Jun 29, 2022 By: David Meyer Topic: Sermon Devotional Series: 1 Thessalonians Scripture: 1 Thess 4:13-5:11

Starting in chapter 4, the apostle Paul shifted his attention away from thanksgiving and encouragement (chapters 1-3) to instruction and exhortation. Verses 1-12 of chapter 4 highlight a life pleasing to God. In chapter 4:1-2, we have explicit statements of Paul’s main transition and theme: a life of practical sanctification. Paul’s flow and train of thought continues as he addresses another specific deficiency in this young church and how our actions and attitudes can please God: What happens to Christians who “fall asleep” (die) before Jesus returns? Are they second-class citizens? What should our Christian response be to our loved ones who die in the faith?  How can we comfort one another?

In this section, from 4:13 and going to 5:11, we see a general theme of the coming again of the Lord, or more commonly referred to as the second coming of Jesus.

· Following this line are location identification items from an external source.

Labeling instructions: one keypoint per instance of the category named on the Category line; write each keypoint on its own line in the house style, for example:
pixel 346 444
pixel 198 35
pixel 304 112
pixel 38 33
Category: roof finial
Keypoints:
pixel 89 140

It is one of the clearest passages in the New Testament that deal with the second coming.  Paul certainly wanted to hammer this home, for as we noted previously, he alluded to the second coming of Jesus in every chapter of this letter! (1:10, 2:19, 3:14 and throughout these last two chapters)

It is important to mention, this section of Scripture has been abused by more people of God in the last 150 years than maybe any other in the Bible. Why? For one, some Christians see this section of Scripture as *NOT* dealing with the second coming. They would say, this section is only about the resurrection of the dead and the secret “rapture” of the church. This particular position states that first the church is raptured from the earth, then a great seven year tribulation takes place, which culminates in the real second coming of Jesus. The popular Left Behind series, based on this view from John Darby (1800-1882), strongly promotes a very specific scenario of end time events in accord with this position. Many Christians, myself included, were first introduced to Christianity and raised in churches where this eschatological view (teaching of last things/end times) was embraced as if there were no dispute and all Christians were in alignment for centuries. To quote Inigo Montoya’s famous words of wisdom to Vizzini in The Princess Bride, “You keep using that word. I do not think it means what you think it means.”  For 1850 years of church history, the word “rapture” (Latin for “a carrying off”) was always seen in relation to believers in the context of the final, second coming of Jesus when he wraps up history…not a secret rapture of the church.

This sermon will be an “overview” of the section before we dive into verse by verse and phrase by phrase. Our aim is to see this section of Scripture in its macro and micro context, paying careful attention to the goals of the author. The plan is to not advocate or disparage any one particular view, but challenge and encourage the body of Christ with the classical consensus of what we all believe and spur one another on towards love and good deeds. This week, we will be looking at helpful guidelines to approach this section, but also engage some practical frameworks from the text that can aid us in our growth in Godliness and walking to please God.

Some questions for discussion/review:

  • What is the larger context of this section starting in chapter 4? (4:1-2, 1-12)
  • Related: What is sanctification and how is it different from justification and glorification? What texts are your “go to” texts for explaining the differences? (Romans 5? Romans 8?) Is it helpful to see our “eternal salvation” (Heb 5:9) as, “God saved me, is saving me, and will save”?
  • What is the specific subject matter starting in verse 13 of chapter 4? Hint: What specific group is mentioned in verse 13, 14, 15 and 16 of chapter 4?
  • In 2 THESS 1:8-9, Paul deals with what happens to non-believers at the second coming. Read it and in contrast, what jumps out at you compared to this section in 1 Thess?
  • By bringing up the “therefore” in 4:18, what is Paul saying is his goal in bringing up this teaching?
  • How can fellow believers encourage and comfort one another with this teaching? How does hope and the resurrection change everything?